Yes, like good Wheaton students, my roommate, our future triple roommate, and I had scheduled a night early in the second semester to share our life stories with each other. Despite living and working together for months, we each had a whole nineteen years of background that none of the others knew much about.
So it was settled- on a Saturday night in March we committed to sacrifice sleep and sanity and recount the good, the bad, and the ugly of our pasts. When my roommate rolled in around 2:15, I decided to get the show on the road by volunteering to share first. I didn’t quite know what to expect, but as we sat in a circle on the dorm room floor, stories about my childhood, sickness and loss in my family, my awkward middle school years, the joys and disappointments of my athletic career, my year so far at Wheaton, my passions and dreams for the future, and my spiritual life poured out of me.
By the time I finally brought the story up to date, I was shocked to look down at my phone and realize that an hour had passed since I started. I shared things that I rarely, if ever, had shared before, and experienced the beauty of unadulterated listening. My other two friends told the stories of their lives in similar fashion, and were likewise punctuated with a range of emotions from tears to laughter.
At five in the morning, it was finished. While some people in the dorm were waking up for early church, we shut our blinds to the sunrise and went to bed. To the average onlooker, nothing different would meet the eye except for maybe drooping eyelids and smudged mascara. On the outside, there was no change. But I see this as the turning point of my freshman year for three reasons:
I had been vulnerable in ways that I never had before.

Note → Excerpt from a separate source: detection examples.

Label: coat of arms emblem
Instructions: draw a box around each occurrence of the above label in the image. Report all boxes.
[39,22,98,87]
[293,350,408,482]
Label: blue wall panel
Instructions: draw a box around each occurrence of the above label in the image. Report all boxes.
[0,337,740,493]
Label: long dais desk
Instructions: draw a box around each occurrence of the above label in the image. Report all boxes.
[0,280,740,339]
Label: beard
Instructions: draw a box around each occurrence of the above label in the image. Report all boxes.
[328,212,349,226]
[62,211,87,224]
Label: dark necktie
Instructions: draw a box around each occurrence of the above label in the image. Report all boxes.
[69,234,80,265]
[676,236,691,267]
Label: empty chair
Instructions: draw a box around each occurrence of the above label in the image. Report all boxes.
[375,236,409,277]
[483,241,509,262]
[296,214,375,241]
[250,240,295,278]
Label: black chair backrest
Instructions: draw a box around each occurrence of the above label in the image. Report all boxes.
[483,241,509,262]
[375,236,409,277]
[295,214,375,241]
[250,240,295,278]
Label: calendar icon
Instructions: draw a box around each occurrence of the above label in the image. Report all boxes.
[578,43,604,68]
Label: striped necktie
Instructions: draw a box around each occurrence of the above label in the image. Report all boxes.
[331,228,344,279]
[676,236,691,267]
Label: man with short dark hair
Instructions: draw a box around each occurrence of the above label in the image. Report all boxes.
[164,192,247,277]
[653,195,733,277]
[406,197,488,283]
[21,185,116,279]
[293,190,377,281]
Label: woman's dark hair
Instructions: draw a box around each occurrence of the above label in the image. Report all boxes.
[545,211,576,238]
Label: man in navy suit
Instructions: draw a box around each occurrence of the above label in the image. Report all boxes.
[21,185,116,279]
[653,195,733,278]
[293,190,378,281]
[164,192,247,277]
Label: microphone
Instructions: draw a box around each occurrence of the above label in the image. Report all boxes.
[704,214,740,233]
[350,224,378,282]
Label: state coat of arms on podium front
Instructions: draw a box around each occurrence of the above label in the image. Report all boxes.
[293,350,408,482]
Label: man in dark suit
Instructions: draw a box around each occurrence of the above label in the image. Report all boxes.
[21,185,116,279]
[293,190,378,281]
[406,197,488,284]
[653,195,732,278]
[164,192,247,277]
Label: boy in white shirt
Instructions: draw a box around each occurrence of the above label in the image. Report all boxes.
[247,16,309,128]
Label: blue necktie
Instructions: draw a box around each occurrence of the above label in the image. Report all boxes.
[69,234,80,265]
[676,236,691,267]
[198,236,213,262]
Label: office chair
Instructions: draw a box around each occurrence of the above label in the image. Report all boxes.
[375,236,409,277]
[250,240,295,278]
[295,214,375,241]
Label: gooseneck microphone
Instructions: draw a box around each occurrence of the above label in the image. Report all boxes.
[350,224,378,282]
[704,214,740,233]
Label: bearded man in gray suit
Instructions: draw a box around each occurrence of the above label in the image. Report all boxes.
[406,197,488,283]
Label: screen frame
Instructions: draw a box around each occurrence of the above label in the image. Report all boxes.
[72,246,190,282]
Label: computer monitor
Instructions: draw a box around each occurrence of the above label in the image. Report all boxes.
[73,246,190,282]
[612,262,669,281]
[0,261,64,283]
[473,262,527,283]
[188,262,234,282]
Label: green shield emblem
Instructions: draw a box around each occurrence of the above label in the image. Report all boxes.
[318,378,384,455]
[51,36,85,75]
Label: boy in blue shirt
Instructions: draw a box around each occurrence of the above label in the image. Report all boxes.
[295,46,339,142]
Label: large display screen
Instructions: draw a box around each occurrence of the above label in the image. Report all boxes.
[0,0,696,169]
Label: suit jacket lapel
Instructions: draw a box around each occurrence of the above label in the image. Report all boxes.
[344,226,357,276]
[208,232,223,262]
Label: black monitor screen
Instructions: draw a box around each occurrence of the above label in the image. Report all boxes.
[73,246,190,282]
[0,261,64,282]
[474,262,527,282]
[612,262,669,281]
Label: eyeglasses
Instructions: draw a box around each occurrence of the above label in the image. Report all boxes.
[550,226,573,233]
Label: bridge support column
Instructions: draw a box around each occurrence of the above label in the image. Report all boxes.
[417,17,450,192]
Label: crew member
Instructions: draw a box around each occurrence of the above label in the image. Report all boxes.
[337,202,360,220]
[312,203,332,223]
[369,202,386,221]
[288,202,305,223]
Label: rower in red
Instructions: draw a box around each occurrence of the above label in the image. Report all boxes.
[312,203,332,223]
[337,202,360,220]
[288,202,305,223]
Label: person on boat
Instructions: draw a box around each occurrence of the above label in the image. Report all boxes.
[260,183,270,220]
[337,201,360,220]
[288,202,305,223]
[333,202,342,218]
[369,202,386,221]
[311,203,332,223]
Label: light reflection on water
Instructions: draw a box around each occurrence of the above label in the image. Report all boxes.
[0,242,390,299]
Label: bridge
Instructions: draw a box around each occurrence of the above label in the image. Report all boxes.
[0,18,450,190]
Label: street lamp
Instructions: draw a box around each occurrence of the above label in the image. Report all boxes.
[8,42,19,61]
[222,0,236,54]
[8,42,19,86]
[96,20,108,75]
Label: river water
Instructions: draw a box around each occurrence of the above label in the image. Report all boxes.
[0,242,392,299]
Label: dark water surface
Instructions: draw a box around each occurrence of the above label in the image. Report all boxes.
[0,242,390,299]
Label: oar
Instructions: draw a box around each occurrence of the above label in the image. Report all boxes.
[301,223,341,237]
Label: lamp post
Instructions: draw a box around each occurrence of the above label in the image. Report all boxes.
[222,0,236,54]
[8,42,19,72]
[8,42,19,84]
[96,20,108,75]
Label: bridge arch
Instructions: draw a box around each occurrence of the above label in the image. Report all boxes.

For the first time, I was brutally honest with myself and my friends and didn’t try to hide the parts of my life that I was ashamed of.
I knew my friends on a deeper level. We had always had fun together, but now I was able to see how their pasts, their upbringings, and their struggles shaped their beautiful and different personalities.
I had found friends for life. I knew that the people I now studied with, ate with, watched movies with, and lived with would one day be the people I told my kids about, the ones who would celebrate my life’s joys and mourn its losses, and the ones who would look back on that one late night our freshman year when we had stayed up past reason and smile. These girls have become my encouragers, my prayer warriors, and my best friends. That night, listening to the birds chirp their morning song when I finally crawled into bed, I smiled because I knew that I had just pulled an all-nighter I would never forget.